State crime lab offering DNA testing funds to help local police departments
As more and more cold cases are solved using forensic genealogy, Connecticut's forensic lab is offering funding to local police departments that are looking to take a fresh approach to unsolved crimes by testing DNA evidence for familial links.
Investigators use DNA samples to locate new leads in cold cases by comparing DNA samples found at crime scenes to now-available public databases that have millions of DNA samples that have been sent in to genealogical companies.
Those samples can help investigators link their suspects' DNA samples to particular families, narrowing the pool of potential suspects.
“In forensic genealogy you are using public databases that can be used to link family trees and find a possible relative to a possible perpetrator,'' said Sevasti Papakanakis, deputy director of Forensic Biology and DNA at the Connecticut Forensic Science Laboratory in Meriden. “There are so many cases we have in this state that haven't been solved.”
“We are talking about cases that were tested anytime from the 1970s or 1980s to very recently and they just don't have any investigative leads that are useful,'' Papakanakis added.
“Forensic genealogy helped solve two notorious serial sexual assault cases in recent years in Connecticut and now the Division of Scientific Services at the Department of Emergency Services and Public Protection has grants available to local police departments for long dormant cold cases,” said Rick Green, a spokesperson for DESPP.

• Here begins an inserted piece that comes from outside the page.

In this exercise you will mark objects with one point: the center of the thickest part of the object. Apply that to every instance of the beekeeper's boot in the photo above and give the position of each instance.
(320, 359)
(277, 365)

Papakanakis said the grant funding will allow the state lab to work hand-in-hand with law enforcement agencies and prosecutors to identify cases that may benefit from funding for DNA testing.
The average cost of analyzing a DNA sample is about $7,500, according to the DESPP.
Police departments are asked to contact Papankanakis' office with cases that they have DNA samples for so that the lab can determine if the case is suitable for the funded testing.
“They can bring it forward, and we'll see what we can figure out together,” Papankanakis said.
This year's funding, through the Bureau of Justice Assistance's grant “Fiscal Year 2024 Prosecuting Cold Cases,” is being used differently than it has in the past.
In previous years, the grant's funding has been given directly to law enforcement agencies to work cold cases in certain cities or towns. But this year, the funding is going directly to the state lab.
“The way it's set up is that we were given the funding and the cases will be worked through us,” Papankanakis said. “It's a different kind of collaboration this time around.”
This new approach will allow the lab to look at cases state-wide, working with multiple jurisdictions.
The funding in 2020, Papakanakis said, applied only to Hartford cases. Papakanakis said she remembered coming across cold cases that could have benefited from the funding but that weren't eligible because they were outside of Hartford.
“It's really important that we serve the entire state,” she said.